Crabs and videogames have never really gotten along. In the digital realm, they tend to be much larger than they have any right to be, and usually require immediate termination with the use of a gun or some kind of magical attack. Deadliest Catch: Sea of Chaos takes a sympathetic look at the crab by tasking the player with merely capturing them. No need to cast spells or reload your rocket launcher, just throw down your traps and take a nap, because this game is boring. Maybe there is a reason crabs are always over-sized in videogames. It’s because any digital interaction with normal sized crabs will turn into a struggle to maintain consciousness.
Deadliest Catch: Sea of Chaos is based on the Discovery Channel’s hit ocean-based murder simulator show of the same name (crab fishing can literally be fatal). The show is interesting, dangerous and most importantly, exciting. Deadliest Catch the game is none of these things. It has more in common with Mario Party and its minigames than anything else, but that doesn’t mean the game is entirely without at least some merit.
Sea of Chaos puts the player in charge of a crabbing boat and all the trials and tribulations that come with that responsibility. You begin the game by buying a boat, hiring a few deck hands, and heading into the big blue watery road to catch some crabs. The aquatic kind, not the red light district kind, although a game based on the latter might have been more compelling.
In order to capture crab, there are minigames that must be employed and statistics that must be monitored. Your crew will tire, your gas will run out and your equipment will wear down as you crab the uninviting waters. Along with keeping all of those things in check, you must also set traps, gather traps and sort crabs under the guise of minigames. After you’ve done all that, you head to port to unload your crabs, refuel, etc. and then you head back out in order to do the same thing all over again until you decide you’ve had enough.

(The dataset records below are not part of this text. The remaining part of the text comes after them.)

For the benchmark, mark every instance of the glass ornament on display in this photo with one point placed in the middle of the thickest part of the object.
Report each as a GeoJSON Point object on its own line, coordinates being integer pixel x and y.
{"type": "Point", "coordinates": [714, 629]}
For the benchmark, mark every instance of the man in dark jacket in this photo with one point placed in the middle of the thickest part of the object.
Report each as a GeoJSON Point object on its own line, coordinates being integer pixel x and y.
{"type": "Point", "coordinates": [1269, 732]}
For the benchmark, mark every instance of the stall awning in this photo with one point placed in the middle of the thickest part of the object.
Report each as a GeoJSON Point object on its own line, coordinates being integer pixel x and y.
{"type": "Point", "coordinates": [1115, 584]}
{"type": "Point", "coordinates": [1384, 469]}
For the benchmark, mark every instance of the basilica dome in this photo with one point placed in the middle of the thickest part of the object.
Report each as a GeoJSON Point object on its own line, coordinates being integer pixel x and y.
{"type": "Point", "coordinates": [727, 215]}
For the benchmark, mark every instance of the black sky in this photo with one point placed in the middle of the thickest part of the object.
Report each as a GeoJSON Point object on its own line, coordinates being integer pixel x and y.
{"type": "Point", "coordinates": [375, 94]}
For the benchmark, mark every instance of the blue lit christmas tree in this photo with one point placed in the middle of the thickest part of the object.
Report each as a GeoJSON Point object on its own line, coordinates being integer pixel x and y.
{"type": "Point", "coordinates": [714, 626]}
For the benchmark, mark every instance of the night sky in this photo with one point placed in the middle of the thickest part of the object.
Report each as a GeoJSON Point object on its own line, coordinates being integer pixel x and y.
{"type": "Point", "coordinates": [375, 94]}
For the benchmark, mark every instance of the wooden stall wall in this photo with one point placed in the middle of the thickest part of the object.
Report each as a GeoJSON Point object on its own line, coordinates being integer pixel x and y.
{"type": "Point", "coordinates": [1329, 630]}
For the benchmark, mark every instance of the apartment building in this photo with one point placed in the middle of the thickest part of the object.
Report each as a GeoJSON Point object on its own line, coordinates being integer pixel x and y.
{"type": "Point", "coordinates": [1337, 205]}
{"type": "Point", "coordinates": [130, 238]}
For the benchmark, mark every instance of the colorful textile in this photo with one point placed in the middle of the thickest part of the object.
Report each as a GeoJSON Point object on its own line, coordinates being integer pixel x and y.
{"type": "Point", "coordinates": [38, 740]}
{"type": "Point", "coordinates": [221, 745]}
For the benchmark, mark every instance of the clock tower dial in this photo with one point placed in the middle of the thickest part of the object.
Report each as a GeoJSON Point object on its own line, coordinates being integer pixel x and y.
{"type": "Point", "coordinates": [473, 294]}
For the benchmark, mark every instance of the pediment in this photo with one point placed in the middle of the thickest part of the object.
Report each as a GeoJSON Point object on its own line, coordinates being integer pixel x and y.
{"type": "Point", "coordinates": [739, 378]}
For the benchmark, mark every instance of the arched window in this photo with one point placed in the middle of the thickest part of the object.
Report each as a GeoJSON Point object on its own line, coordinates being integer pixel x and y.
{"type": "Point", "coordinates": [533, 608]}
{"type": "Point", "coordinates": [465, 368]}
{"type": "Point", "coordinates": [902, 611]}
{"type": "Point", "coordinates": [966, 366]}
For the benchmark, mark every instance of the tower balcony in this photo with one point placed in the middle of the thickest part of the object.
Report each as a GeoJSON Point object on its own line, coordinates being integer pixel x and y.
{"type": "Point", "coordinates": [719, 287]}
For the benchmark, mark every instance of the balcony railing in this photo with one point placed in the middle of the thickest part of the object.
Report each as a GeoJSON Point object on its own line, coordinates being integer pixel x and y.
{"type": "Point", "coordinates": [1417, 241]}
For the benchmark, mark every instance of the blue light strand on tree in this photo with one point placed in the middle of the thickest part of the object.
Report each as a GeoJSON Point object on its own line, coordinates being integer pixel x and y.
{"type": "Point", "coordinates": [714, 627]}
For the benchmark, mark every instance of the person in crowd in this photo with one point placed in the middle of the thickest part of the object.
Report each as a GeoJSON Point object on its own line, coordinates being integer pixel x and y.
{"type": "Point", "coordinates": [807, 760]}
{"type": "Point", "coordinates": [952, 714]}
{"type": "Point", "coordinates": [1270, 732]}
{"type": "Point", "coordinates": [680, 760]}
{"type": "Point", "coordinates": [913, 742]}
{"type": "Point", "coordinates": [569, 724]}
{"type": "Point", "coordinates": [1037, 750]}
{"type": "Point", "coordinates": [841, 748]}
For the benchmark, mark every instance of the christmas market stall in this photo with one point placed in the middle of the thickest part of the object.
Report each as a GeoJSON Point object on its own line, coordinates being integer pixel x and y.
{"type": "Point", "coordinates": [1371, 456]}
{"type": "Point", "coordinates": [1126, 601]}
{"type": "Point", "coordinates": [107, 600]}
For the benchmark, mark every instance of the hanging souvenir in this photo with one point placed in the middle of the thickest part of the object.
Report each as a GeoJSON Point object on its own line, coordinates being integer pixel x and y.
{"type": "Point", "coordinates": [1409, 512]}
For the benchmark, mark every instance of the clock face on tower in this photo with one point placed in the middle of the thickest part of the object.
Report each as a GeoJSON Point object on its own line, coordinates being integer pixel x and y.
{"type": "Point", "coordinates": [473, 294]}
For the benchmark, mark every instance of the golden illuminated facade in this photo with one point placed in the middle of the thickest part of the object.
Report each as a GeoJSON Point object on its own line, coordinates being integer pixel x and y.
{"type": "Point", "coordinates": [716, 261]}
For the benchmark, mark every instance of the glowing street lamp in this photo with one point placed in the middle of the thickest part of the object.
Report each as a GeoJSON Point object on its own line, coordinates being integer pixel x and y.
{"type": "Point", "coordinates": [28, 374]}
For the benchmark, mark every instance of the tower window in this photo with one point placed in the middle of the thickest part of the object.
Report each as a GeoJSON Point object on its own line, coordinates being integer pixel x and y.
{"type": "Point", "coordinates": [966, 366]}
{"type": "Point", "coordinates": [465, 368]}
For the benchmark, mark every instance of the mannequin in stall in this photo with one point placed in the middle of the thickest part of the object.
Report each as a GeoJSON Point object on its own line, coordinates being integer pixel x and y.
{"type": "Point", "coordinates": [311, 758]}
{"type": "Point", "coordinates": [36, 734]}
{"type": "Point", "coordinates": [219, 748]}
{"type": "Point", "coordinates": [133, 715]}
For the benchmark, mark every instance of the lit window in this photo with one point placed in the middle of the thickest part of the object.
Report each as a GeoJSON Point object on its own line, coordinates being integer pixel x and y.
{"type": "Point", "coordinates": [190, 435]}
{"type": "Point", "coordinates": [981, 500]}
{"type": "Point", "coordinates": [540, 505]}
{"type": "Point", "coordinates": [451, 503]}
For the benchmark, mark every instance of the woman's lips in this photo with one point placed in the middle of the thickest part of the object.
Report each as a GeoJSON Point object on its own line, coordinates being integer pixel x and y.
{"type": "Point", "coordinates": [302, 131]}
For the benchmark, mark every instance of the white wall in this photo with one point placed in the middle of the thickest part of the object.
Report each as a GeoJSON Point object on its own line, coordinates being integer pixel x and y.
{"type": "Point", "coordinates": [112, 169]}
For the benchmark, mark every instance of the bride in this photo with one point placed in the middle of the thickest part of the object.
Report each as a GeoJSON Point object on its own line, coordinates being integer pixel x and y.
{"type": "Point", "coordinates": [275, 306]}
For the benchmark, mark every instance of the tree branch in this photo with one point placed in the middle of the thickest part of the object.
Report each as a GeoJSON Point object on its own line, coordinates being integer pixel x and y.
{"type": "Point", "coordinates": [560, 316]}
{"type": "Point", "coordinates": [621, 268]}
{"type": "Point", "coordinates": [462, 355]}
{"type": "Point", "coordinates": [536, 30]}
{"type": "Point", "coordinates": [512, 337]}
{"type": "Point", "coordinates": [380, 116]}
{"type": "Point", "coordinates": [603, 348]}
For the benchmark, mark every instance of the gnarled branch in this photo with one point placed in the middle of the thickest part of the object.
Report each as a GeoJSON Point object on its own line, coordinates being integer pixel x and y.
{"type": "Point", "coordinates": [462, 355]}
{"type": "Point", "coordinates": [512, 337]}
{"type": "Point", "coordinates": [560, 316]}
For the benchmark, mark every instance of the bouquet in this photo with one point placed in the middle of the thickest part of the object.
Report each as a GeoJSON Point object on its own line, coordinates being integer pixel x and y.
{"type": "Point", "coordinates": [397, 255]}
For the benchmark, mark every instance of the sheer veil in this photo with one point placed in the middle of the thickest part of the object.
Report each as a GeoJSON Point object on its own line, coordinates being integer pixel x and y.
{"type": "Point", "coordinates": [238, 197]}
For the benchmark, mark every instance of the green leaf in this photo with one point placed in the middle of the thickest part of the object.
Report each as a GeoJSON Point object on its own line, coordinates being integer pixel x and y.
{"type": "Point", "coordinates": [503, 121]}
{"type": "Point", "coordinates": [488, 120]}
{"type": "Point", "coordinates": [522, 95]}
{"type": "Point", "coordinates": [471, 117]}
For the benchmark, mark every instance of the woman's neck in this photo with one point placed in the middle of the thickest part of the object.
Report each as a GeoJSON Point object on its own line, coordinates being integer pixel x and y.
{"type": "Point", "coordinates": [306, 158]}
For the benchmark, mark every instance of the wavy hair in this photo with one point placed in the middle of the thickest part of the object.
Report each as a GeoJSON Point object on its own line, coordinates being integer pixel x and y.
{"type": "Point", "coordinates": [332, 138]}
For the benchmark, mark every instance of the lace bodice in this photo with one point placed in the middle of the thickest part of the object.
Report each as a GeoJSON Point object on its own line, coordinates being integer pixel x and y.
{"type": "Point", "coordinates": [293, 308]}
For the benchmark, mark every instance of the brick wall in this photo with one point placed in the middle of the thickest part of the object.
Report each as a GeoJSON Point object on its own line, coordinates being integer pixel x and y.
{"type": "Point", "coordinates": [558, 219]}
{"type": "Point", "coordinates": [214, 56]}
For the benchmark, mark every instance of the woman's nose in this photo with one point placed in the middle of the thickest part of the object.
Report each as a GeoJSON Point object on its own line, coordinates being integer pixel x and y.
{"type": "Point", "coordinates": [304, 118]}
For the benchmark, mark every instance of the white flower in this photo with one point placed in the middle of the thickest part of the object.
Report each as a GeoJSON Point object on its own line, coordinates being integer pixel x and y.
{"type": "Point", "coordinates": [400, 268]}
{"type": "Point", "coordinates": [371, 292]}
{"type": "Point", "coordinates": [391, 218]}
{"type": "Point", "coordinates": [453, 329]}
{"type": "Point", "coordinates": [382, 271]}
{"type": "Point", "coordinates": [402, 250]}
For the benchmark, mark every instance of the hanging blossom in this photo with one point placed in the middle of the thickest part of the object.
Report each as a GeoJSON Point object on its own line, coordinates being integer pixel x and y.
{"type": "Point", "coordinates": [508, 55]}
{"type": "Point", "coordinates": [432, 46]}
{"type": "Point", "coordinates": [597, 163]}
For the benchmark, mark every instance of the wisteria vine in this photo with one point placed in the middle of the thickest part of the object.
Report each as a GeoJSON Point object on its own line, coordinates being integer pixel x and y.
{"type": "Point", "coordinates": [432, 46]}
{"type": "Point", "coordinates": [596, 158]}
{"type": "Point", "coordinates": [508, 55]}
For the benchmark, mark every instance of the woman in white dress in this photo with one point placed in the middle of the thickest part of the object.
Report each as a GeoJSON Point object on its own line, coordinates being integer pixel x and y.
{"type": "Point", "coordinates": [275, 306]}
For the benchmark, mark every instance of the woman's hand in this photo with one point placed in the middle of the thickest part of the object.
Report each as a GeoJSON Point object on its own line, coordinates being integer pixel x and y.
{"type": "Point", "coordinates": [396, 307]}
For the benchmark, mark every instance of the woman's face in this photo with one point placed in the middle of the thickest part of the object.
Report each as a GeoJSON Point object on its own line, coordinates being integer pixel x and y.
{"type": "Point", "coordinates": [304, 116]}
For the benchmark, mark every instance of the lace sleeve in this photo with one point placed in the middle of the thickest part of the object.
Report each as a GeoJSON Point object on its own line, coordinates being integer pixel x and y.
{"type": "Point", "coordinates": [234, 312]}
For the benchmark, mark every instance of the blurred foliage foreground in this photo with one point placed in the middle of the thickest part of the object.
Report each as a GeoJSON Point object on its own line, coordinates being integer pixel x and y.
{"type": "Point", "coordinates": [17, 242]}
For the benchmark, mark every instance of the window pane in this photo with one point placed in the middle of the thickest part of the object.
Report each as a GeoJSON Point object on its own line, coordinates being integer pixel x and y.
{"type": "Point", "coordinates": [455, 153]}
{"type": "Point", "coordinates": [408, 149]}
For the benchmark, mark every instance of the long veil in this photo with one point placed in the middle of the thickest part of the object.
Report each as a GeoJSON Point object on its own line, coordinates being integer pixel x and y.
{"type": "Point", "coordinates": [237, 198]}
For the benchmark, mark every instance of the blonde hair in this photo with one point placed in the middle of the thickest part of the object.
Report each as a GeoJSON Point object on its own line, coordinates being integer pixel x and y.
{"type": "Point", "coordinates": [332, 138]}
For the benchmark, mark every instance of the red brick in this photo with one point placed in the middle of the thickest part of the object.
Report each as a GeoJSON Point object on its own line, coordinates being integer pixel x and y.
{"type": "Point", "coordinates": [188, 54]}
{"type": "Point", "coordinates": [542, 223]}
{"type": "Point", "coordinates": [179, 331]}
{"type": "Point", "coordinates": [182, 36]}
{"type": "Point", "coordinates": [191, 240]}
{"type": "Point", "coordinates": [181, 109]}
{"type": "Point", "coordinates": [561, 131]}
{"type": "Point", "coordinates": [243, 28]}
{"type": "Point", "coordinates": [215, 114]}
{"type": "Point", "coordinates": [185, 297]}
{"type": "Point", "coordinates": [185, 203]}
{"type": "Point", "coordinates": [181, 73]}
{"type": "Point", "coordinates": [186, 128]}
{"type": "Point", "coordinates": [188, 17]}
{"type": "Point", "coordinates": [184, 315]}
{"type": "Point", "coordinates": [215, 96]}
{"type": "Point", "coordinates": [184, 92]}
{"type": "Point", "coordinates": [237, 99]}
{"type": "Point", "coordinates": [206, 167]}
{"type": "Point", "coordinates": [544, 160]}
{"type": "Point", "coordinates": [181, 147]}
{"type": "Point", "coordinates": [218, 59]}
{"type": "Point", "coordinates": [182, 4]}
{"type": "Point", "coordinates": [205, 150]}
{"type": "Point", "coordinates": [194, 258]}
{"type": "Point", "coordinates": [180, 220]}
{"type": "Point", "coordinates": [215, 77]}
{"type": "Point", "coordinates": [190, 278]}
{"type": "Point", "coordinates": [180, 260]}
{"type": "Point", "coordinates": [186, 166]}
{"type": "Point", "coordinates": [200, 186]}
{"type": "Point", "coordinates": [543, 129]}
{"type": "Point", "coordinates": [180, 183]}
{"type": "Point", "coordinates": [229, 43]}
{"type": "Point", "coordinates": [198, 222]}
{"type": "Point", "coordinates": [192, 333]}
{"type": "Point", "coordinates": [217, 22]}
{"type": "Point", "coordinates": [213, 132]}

There are six minigames, all of which you will have the opportunity to master whether you want to or not. Laying traps involves steering an intentionally unresponsive boat towards rings in the water and timing the dropping of your traps. Gathering the traps involves throwing out well-timed rope tosses into the ocean as you pass by your traps. Sorting the crab is about as interesting as it sounds. Good crabs go to the right, and everything else goes to the left. Selling the crabs involves throwing the six legged creatures into a basket while avoiding a swinging crane, which doesn’t seem accurate to the actual process, but we write about videogames so what would we know about crabbing? The other two minigames show up randomly. One has you organizing different lengths of wire over a grid to repair broken hardware, while another has you searching the waters for crabbers who have fallen overboard. Saving the crabbers is basically a retooled version of the setting the traps minigame.
The entire game, including all of the minigames, can be played with the Move controller, but it adds absolutely nothing to the experience and in some cases makes the game harder. Sorting the crabs, despite receiving a mouse-like pointer with the Move controller, is actually more difficult. Flicks of the wrist will often send good crabs down the trash chute, and trash down the crab chute. The only game that takes advantage of the Move controller as something other than a fancy pointer is the game for retrieving the traps. You have to perform a movement similar to casting a fishing line to toss your trap-retrieving ropes. Every other Move element of the game has the player pointing the Move controller at the television like a remote control. Being able to play the game one handed is an advantage (especially if you really REALLY love crab), but not enough of one to put down the DualShock.
The strategy of Sea of Chaos comes from performing these minigames at the right time, in the right place on the ocean map, with the right crew members. Crew members level up their skills as they are used, and boats can be upgraded as money is earned. It all culminates into a simplified strategy game with minigames.
Despite the dull and repetitious nature of the game, in can be incredibly rewarding at times. Pulling up a trap brimming with crab is genuinely exciting. It means more sorting, and more selling, but it also means more money. The game offers a scorecard, just like the show, of how much money all the different captains are making with their crab. To pull ahead of somebody is exciting, and usually required for finishing a season successfully.
And speaking of those captains you are trying to defeat, they are all people you recognize from the Discovery Channel show. You can call them and offer crab hunting tips, or receive tips, as well as build allegiances and enemies. Memorable events from the show will occur too, with different in-game crabbing seasons corresponding to different seasons of the show. As a representative of the personalities of the TV show, the game succeeds here somewhat, but as a simulation of the exciting and dangerous world of crab fishing? No. It doesn’t even come close.
For huge fans of Deadliest Catch who don’t fall into the realm of hardcore gamer, this game will be perfect. It’s not too hard, it has elements of the show, and you can play the minigames competitively with the people sitting next to you. There is no online for this competitive mode, but it is not missed. As much as we would have loved to earn a trophy for beating 25 online competitors in the crab sorting game, it’s not a feature that the game is missing, so much as it’s just one that it does not happen to have.
It’s dull, with rare moments of huge reward, and the only game it’s competing with in the graphics department came out about 10 years ago, but it is not poorly designed. It works fine with no glitches, and it trains the player well on becoming the ultimate crab captain. It’s just too boring to be fun, and too repetitive to be compelling. All six seasons of the show are stream-able on Netflix. Just go watch that instead.